Medicare insurers are starting to offer big Apple Watch discounts
In a major step in Apple’s push to market its Apple Watch as a health and fitness device, a private Medicare insurer is now subsidizing the cost of the Watch for its members, as first reported by CNBC.
Devoted Health members can put $150 of “Wellness Bucks” toward the cost of an Apple Watch. That would shave off just over a third of the price of the $399 Apple Watch Series 5. Wellness Bucks aren’t specifically allocated for wearables; they can also go toward fitness classes and weight loss programs.
Some of the Apple Watch’s features seem aimed at older Americans, including heart rate monitoring and fall detection
Devoted Health isn’t the first insurer to make it easier for people to get an Apple Watch — Apple has partnered with insurance companies like Aetna and UnitedHealthcare, for instance — but Devoted Health is a Medicare Advantage insurer, which is a private company that covers Medicare benefits for older Americans.
Though Devoted Health is a relatively small insurer — CNBC says the company has about 4,000 members and is only available in Florida — the movement is still significant: 20 million Americans received care through Medicare Advantage in 2018, according to figures from Kaiser Family Foundation. That suggests momentum in Apple’s apparent plans to target Medicare insurers, as CNBC says that “several” of the Medicare Advantage plans they contacted were “also considering an Apple Watch fitness benefit.”

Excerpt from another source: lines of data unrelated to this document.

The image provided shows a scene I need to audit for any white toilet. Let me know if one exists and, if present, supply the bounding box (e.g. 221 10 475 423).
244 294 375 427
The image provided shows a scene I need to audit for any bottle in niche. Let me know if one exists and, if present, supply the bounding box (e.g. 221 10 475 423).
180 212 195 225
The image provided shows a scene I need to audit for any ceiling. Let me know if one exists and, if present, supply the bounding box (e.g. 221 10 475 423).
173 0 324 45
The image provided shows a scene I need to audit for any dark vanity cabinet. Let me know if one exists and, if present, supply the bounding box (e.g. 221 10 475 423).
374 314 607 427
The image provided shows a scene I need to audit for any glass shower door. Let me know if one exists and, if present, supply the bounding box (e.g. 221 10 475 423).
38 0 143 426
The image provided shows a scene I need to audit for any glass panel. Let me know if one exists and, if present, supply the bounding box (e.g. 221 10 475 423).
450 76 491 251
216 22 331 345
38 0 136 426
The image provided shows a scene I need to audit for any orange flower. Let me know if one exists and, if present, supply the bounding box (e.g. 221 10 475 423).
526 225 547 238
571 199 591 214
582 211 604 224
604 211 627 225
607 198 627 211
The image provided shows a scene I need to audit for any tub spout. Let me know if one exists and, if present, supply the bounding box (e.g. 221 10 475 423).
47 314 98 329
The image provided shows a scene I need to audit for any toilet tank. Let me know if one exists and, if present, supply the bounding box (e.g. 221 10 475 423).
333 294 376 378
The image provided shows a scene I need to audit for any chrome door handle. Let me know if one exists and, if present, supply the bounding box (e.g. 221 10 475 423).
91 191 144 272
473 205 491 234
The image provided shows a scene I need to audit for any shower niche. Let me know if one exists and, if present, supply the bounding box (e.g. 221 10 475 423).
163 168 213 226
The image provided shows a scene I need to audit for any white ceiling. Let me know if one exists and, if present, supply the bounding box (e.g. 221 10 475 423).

Some of the Apple Watch’s features appear to court this market: heart rate monitoring and fall detection are among the perks of newer Apple Watch models. Working with insurers in this way could swell Apple Watch sales as older Americans use them to monitor their habits. Fitbit is also competing in this space, and some insurers offer Fitbits instead of Apple Watches to achieve essentially the same thing. Some insurers, such as Blue Shield of California, have offered people enrolled in their programs incentives for hitting their wearable goals.